La première est l’aristocratie de l’enseignement. Elle s’exprime par le contrôle des parcours scolaires et universitaires, des concours administratifs et des bourses. L’accès au savoir, censé être un levier d’émancipation et de mobilité sociale, est en réalité verrouillé par un cercle restreint qui se transmet privilèges et opportunités de génération en génération. L’école, loin d’être un espace d’égalité, devient un outil de sélection et d’exclusion.

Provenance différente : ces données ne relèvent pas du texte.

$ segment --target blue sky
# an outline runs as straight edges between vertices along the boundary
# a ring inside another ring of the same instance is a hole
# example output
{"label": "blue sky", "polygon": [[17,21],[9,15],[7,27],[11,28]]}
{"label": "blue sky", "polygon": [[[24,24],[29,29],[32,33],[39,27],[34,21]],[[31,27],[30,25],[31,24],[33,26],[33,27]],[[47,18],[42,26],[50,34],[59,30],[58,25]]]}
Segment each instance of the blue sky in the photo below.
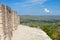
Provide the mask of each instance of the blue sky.
{"label": "blue sky", "polygon": [[60,15],[60,0],[0,0],[19,15]]}

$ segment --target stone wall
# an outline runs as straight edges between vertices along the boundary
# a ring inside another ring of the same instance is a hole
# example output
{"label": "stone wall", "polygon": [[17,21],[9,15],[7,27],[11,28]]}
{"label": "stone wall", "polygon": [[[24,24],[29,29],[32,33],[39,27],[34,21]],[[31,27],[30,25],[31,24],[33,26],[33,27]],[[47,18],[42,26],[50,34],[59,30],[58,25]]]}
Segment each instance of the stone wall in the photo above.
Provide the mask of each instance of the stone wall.
{"label": "stone wall", "polygon": [[15,11],[0,4],[0,40],[11,40],[13,30],[17,29],[18,19]]}

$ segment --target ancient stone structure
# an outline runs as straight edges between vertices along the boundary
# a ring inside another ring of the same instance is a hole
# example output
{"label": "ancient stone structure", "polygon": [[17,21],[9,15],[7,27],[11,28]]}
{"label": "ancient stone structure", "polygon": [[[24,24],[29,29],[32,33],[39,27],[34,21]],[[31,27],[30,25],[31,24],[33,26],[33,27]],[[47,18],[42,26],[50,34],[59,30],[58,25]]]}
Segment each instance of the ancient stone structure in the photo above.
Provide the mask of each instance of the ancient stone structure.
{"label": "ancient stone structure", "polygon": [[0,40],[11,40],[13,30],[16,30],[19,23],[18,19],[15,11],[0,4]]}

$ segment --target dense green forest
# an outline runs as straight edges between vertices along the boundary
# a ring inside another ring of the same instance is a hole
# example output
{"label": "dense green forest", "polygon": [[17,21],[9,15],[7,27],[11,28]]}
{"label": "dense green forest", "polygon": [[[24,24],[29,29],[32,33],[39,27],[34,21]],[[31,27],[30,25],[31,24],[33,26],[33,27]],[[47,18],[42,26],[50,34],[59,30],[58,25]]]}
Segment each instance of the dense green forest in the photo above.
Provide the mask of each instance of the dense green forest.
{"label": "dense green forest", "polygon": [[60,40],[60,16],[20,16],[20,23],[41,28],[53,40]]}

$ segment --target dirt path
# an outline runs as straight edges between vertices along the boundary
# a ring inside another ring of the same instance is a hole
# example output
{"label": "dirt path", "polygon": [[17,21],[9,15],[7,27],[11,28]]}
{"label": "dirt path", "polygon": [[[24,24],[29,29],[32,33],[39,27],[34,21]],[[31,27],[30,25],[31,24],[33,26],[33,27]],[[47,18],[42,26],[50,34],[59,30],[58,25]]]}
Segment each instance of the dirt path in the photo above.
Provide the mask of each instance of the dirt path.
{"label": "dirt path", "polygon": [[19,25],[12,40],[51,40],[41,29]]}

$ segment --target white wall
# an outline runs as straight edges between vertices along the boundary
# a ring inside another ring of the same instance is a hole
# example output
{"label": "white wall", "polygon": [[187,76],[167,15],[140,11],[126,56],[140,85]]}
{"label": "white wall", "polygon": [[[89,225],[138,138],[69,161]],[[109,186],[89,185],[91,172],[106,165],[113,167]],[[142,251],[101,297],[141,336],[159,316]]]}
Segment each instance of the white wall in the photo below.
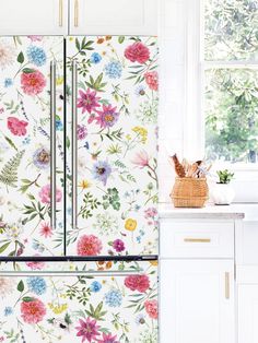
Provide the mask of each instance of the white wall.
{"label": "white wall", "polygon": [[186,2],[160,0],[160,202],[171,201],[174,184],[167,156],[184,152]]}

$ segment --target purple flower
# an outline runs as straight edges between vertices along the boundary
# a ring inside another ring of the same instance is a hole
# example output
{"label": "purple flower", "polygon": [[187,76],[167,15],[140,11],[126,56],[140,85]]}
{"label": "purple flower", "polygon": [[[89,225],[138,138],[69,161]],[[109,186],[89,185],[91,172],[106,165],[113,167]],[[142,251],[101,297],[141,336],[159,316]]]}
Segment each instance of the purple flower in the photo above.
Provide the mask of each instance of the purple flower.
{"label": "purple flower", "polygon": [[117,252],[121,252],[125,250],[125,244],[121,239],[116,239],[113,241],[113,248],[117,251]]}
{"label": "purple flower", "polygon": [[84,140],[84,138],[87,135],[87,129],[84,125],[78,125],[77,126],[77,137],[79,140]]}
{"label": "purple flower", "polygon": [[94,120],[101,126],[101,128],[112,128],[118,120],[119,113],[116,111],[116,107],[112,105],[102,105],[102,110],[96,110],[98,117],[95,117]]}
{"label": "purple flower", "polygon": [[97,161],[93,165],[92,174],[94,179],[102,181],[103,185],[106,186],[107,178],[112,174],[112,167],[107,161]]}

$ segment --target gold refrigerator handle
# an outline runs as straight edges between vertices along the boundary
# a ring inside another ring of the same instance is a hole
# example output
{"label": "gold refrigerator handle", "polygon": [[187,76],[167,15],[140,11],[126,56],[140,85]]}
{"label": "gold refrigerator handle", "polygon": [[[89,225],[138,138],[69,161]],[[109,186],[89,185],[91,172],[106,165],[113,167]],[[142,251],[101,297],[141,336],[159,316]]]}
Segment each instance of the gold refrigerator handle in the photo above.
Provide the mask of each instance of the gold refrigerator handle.
{"label": "gold refrigerator handle", "polygon": [[59,0],[59,26],[62,26],[63,0]]}
{"label": "gold refrigerator handle", "polygon": [[230,273],[225,272],[225,298],[226,299],[230,299],[230,297],[231,297],[230,287],[231,287],[231,284],[230,284]]}
{"label": "gold refrigerator handle", "polygon": [[74,0],[74,26],[79,26],[79,0]]}

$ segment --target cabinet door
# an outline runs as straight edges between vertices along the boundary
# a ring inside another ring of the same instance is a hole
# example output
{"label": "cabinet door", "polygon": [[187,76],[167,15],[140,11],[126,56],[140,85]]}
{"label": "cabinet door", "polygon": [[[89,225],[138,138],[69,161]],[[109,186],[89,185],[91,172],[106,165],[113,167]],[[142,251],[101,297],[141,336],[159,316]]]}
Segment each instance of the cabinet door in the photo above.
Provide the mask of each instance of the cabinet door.
{"label": "cabinet door", "polygon": [[0,35],[64,35],[68,0],[1,1]]}
{"label": "cabinet door", "polygon": [[238,286],[238,343],[258,342],[258,285]]}
{"label": "cabinet door", "polygon": [[70,35],[157,35],[157,0],[71,0]]}
{"label": "cabinet door", "polygon": [[161,260],[161,343],[234,343],[233,260]]}
{"label": "cabinet door", "polygon": [[61,255],[63,39],[0,37],[0,255]]}
{"label": "cabinet door", "polygon": [[113,262],[82,264],[2,272],[1,341],[157,343],[156,267],[119,262],[110,272]]}

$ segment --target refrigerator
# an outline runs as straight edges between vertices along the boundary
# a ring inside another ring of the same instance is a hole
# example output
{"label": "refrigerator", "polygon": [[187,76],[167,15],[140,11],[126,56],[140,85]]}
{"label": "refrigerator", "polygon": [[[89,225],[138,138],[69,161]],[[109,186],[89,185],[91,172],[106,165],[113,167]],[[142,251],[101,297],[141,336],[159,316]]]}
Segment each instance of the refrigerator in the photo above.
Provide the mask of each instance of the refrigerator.
{"label": "refrigerator", "polygon": [[0,37],[0,342],[159,341],[157,58]]}

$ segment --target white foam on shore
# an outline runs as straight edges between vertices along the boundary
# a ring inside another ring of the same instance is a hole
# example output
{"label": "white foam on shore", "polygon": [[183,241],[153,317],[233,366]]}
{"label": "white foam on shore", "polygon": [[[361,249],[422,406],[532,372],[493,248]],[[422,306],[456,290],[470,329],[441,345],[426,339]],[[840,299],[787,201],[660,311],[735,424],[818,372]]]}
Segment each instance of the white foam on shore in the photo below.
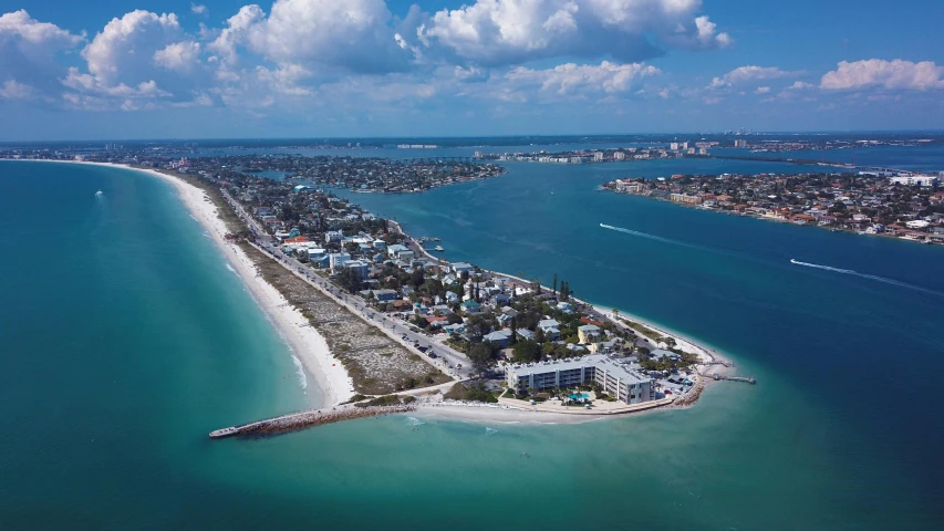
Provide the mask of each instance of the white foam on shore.
{"label": "white foam on shore", "polygon": [[299,375],[299,384],[301,384],[301,388],[307,389],[308,376],[304,375],[304,365],[302,365],[301,360],[299,360],[294,354],[292,355],[292,363],[295,364],[295,372]]}
{"label": "white foam on shore", "polygon": [[315,378],[320,393],[318,393],[317,404],[314,405],[317,407],[333,406],[353,394],[350,374],[347,374],[344,365],[336,363],[331,355],[331,350],[324,337],[312,326],[300,327],[299,322],[305,321],[301,312],[288,304],[286,298],[276,288],[258,275],[256,266],[241,248],[225,239],[228,232],[227,227],[217,215],[216,206],[206,201],[206,192],[203,189],[154,169],[133,168],[123,164],[73,160],[48,160],[48,163],[123,168],[147,174],[172,185],[189,210],[188,214],[204,227],[206,231],[204,236],[214,240],[220,252],[229,259],[232,269],[242,279],[243,288],[263,310],[266,317],[273,323],[278,335],[289,347],[290,354],[297,356],[308,369],[305,375]]}

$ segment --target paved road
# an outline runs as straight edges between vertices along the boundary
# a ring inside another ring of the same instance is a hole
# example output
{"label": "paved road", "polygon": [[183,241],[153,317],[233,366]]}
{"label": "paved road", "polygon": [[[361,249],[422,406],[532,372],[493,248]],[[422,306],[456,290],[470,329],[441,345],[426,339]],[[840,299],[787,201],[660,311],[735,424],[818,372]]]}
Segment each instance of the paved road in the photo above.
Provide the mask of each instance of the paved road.
{"label": "paved road", "polygon": [[[414,350],[417,354],[423,355],[429,363],[443,369],[446,374],[459,379],[468,379],[475,376],[471,371],[471,363],[465,354],[445,345],[442,342],[434,341],[426,334],[413,332],[402,320],[388,316],[383,312],[372,309],[360,296],[351,295],[323,277],[315,274],[311,268],[282,252],[279,247],[279,241],[266,232],[259,222],[246,212],[242,205],[235,201],[226,190],[222,190],[222,196],[227,201],[229,201],[230,206],[236,209],[237,215],[256,236],[258,247],[272,256],[272,258],[279,260],[289,270],[294,271],[308,280],[312,285],[320,288],[335,301],[347,306],[354,312],[354,314],[360,315],[365,321],[372,322],[373,324],[382,327],[392,339],[400,342],[407,348]],[[427,353],[432,352],[436,357],[429,357],[427,354],[416,348],[416,346],[429,348],[427,350]],[[461,365],[461,368],[458,368],[459,365]]]}

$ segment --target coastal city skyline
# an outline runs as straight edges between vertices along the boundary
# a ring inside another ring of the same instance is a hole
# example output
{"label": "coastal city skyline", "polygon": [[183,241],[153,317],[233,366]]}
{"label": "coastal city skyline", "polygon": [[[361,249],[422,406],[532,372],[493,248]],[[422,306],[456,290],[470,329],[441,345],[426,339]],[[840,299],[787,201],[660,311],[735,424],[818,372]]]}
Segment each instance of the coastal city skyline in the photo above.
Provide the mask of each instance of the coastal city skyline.
{"label": "coastal city skyline", "polygon": [[944,7],[889,10],[4,0],[0,140],[940,127]]}
{"label": "coastal city skyline", "polygon": [[3,529],[944,530],[944,2],[251,2],[0,0]]}

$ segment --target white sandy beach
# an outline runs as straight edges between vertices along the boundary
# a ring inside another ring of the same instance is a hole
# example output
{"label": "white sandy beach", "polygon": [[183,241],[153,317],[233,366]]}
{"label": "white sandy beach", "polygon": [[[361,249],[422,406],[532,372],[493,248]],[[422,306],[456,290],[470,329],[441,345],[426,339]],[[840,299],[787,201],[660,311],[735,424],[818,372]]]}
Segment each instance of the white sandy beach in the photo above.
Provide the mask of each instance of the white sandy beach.
{"label": "white sandy beach", "polygon": [[[53,160],[50,160],[53,162]],[[55,160],[59,162],[59,160]],[[355,394],[353,382],[344,366],[339,363],[330,352],[328,343],[313,327],[308,325],[308,320],[300,311],[291,306],[288,301],[279,293],[276,288],[270,285],[266,280],[257,273],[252,261],[246,256],[242,250],[225,238],[227,233],[226,225],[217,215],[217,207],[207,197],[206,192],[183,179],[172,177],[153,169],[133,168],[127,165],[90,163],[90,162],[70,162],[61,160],[69,164],[90,164],[98,166],[111,166],[123,169],[141,171],[153,177],[157,177],[165,183],[170,184],[177,190],[184,205],[190,211],[191,216],[206,229],[217,242],[221,252],[225,254],[227,263],[242,279],[249,293],[256,300],[267,316],[272,321],[280,336],[292,351],[293,355],[301,361],[304,371],[308,375],[314,378],[321,396],[312,396],[313,407],[333,406],[349,399]],[[504,277],[518,279],[515,275],[506,273],[497,273]],[[521,282],[527,282],[523,279],[518,279]],[[549,288],[546,288],[549,290]],[[588,304],[584,301],[574,299],[577,302]],[[346,304],[345,304],[346,305]],[[590,305],[590,304],[588,304]],[[593,309],[608,317],[612,317],[612,309],[593,305]],[[352,310],[353,311],[353,310]],[[356,312],[355,312],[356,313]],[[681,334],[667,331],[664,327],[654,326],[644,320],[637,319],[635,315],[620,312],[621,316],[625,316],[635,321],[649,329],[652,329],[663,335],[674,337],[680,350],[697,354],[702,358],[702,364],[698,365],[698,372],[714,362],[718,361],[718,355],[714,351],[698,345],[695,342],[684,339]],[[395,337],[397,339],[397,337]],[[427,389],[428,391],[428,389]],[[660,410],[672,408],[656,408]],[[639,415],[646,412],[635,412],[632,415]],[[575,424],[585,423],[594,419],[605,418],[606,416],[593,415],[567,415],[549,412],[523,410],[511,407],[501,407],[497,405],[471,405],[471,404],[449,404],[439,400],[422,400],[417,404],[416,416],[428,418],[443,418],[453,420],[467,420],[477,423],[522,423],[522,424]],[[623,415],[613,415],[623,416]]]}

La deuxième, l’aristocratie de l’emploi, prolonge naturellement la première. Elle se manifeste par la mainmise sur les postes stratégiques de l’administration, des entreprises publiques et des institutions nationales. Le mérite et la compétence y cèdent la place au réseau, au clanisme et à l’allégeance. Les carrières se construisent non dans les salles de concours, mais dans les cercles fermés où se distribuent les faveurs et les promotions.
Enfin, l’aristocratie des intérêts scellés par les mariages vient consolider cet édifice social. Les unions ne sont plus seulement des choix affectifs ou personnels, mais deviennent des alliances d’intérêts entre familles influentes. Par ce biais, les élites renforcent leur cohésion, élargissent leur sphère d’influence et verrouillent toute possibilité de mobilité pour les autres.
Ainsi se perpétue, sous des dehors modernes, une société hiérarchisée où le pouvoir circule en vase clos, où la naissance, le réseau et la parenté valent plus que la compétence ou la probité. C’est cette réalité feutrée mais implacable qui étouffe l’élan national, entretient la frustration et alimente le sentiment d’exclusion d’une large partie du peuple.